Lesson 1: Happy Deal?
Currency exchange rates are used to convert the price of a Big Mac™
in different countries around the world into US dollars to compare purchase
prices. Percentages are also used to determine the amount of daily income
needed in each country to purchase a Big Mac™.
Lesson 2: Vacation Vexation
Exchange rates are used to help plan an international vacation to Mexico.
Students discover how the appreciation or depreciation of a country’s
currency can affect the price of goods and services.
Lesson 3: Baby-Sitting Wages and Movie Prices
Data-analysis is used to compare baby-sitting wages with the price of movie
tickets since 1945, providing a foundation for future lessons on inflation
and its impact on purchasing power.
Lesson 4: Constructing and Using a Consumer Price Index
Percentages are used to help students create and analyze a Consumer Price
Index and learn how it is used to compare incomes and prices of goods and
Lesson 5: Why is Everyone so Crazy About Cell Phones?
Ratios and proportions are used to introduce students to the benefits of competition
by comparing cell phone service rates. Students analyze various rate plans
and play the role of a service provider to work out their own service plan
to sell to customers.
Lesson 6: How Much is that Bike?
Fractions of unequal size are compared using percentages as a method for teaching
students how to calculate simple interest. Students are also introduced to
the idea of buying on credit and the additional costs and benefits of borrowing
Lesson 7: Which Pet is Right for You?
Decision-making exercises are used along with other mathematic skills to create
a weighting system that helps students select a particular type of pet.
Lesson 8: Could You Earn a Million Dollars?
Students use their math skills to explore the relationship between earnings
and education. This lesson also serves to reinforce the connection between
education and future earnings.
Lesson 9: Deserted Island
Charting and data analysis are used to introduce students to the concept that
not all skills are valued equally in the marketplace. Students generate data
on the value of skills through a bidding activity where they are given a budget
and asked to purchase the skills one would need to survive on a deserted island.
Lesson 10: Where Does the Price of Pizza Come From? Part 1
Using plot points and equations, students complete a series of activities
that represent supply and demand curves to help them discover how prices are
determined. Students also compare and contrast linear equations and combine
supply and demand curves to find the intersection point to determine the market
price of goods.
Lesson 11: Where Does the Price of Pizza Come From?
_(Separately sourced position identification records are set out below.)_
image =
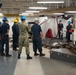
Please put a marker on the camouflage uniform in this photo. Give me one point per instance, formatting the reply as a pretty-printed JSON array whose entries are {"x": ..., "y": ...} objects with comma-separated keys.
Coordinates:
[{"x": 23, "y": 37}]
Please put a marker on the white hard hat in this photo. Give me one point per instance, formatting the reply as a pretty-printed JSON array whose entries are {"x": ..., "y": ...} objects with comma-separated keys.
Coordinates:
[{"x": 36, "y": 19}]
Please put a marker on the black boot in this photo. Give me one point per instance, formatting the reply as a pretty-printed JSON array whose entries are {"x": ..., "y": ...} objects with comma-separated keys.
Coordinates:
[
  {"x": 29, "y": 57},
  {"x": 18, "y": 56},
  {"x": 41, "y": 54},
  {"x": 36, "y": 54}
]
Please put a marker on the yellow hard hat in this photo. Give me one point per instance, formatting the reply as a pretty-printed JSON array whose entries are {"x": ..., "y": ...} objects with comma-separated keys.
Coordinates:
[
  {"x": 15, "y": 21},
  {"x": 17, "y": 18}
]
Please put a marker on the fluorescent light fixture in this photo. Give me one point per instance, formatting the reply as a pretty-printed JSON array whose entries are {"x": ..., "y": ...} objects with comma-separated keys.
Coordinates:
[
  {"x": 1, "y": 14},
  {"x": 37, "y": 7},
  {"x": 26, "y": 14},
  {"x": 32, "y": 11},
  {"x": 70, "y": 11},
  {"x": 53, "y": 1},
  {"x": 57, "y": 13}
]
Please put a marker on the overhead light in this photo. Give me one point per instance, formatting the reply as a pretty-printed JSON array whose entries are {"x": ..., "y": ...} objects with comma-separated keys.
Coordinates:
[
  {"x": 70, "y": 11},
  {"x": 57, "y": 13},
  {"x": 32, "y": 11},
  {"x": 37, "y": 7},
  {"x": 1, "y": 14},
  {"x": 53, "y": 1}
]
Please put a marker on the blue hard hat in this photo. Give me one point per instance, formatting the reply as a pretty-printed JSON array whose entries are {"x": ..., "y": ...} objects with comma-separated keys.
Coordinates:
[
  {"x": 69, "y": 22},
  {"x": 23, "y": 17},
  {"x": 60, "y": 20},
  {"x": 4, "y": 18}
]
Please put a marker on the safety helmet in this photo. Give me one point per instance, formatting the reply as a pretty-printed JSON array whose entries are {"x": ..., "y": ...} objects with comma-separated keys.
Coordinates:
[
  {"x": 15, "y": 21},
  {"x": 23, "y": 17},
  {"x": 69, "y": 22},
  {"x": 4, "y": 19},
  {"x": 36, "y": 19},
  {"x": 60, "y": 20},
  {"x": 17, "y": 18}
]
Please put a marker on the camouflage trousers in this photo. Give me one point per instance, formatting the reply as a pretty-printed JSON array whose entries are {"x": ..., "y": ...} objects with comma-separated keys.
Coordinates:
[{"x": 23, "y": 41}]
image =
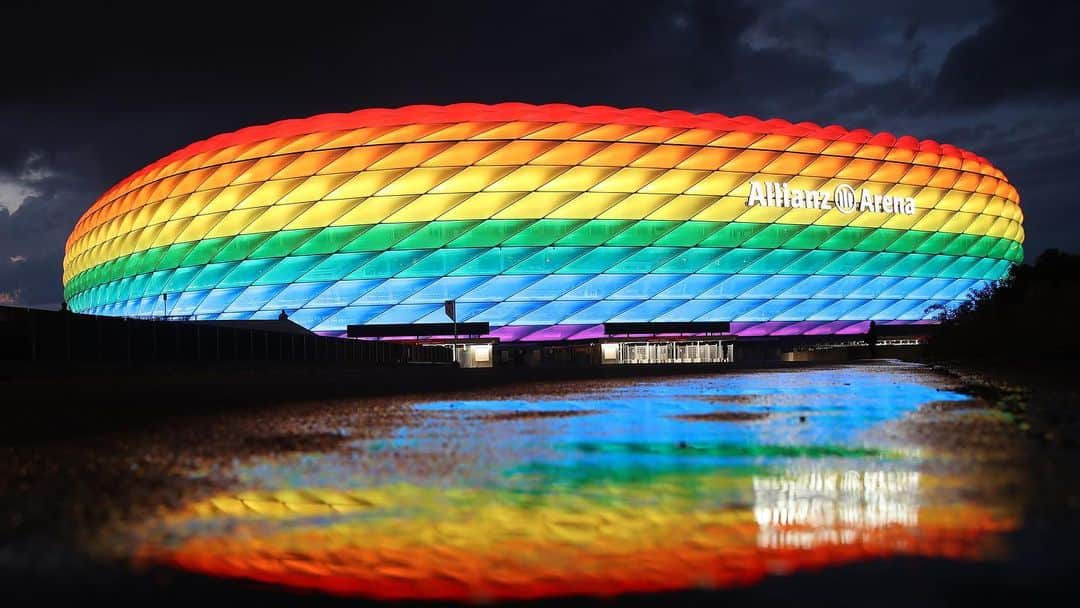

Part 2
Students graphically solve systems of linear equation to examine changes within
the market for pizza and discover how prices are determined as they apply
the concepts of supply, demand, and equilibrium.
Lesson 12: Charting a Budget
Students construct pie-charts to show the distribution of expenses, learn
about payroll deductions and determine their effect on spending, and learn
how the government uses tax revenue to pay for goods and services. Students
also construct a graph to represent the federal government’s budget
of projected income and expenses for the current year.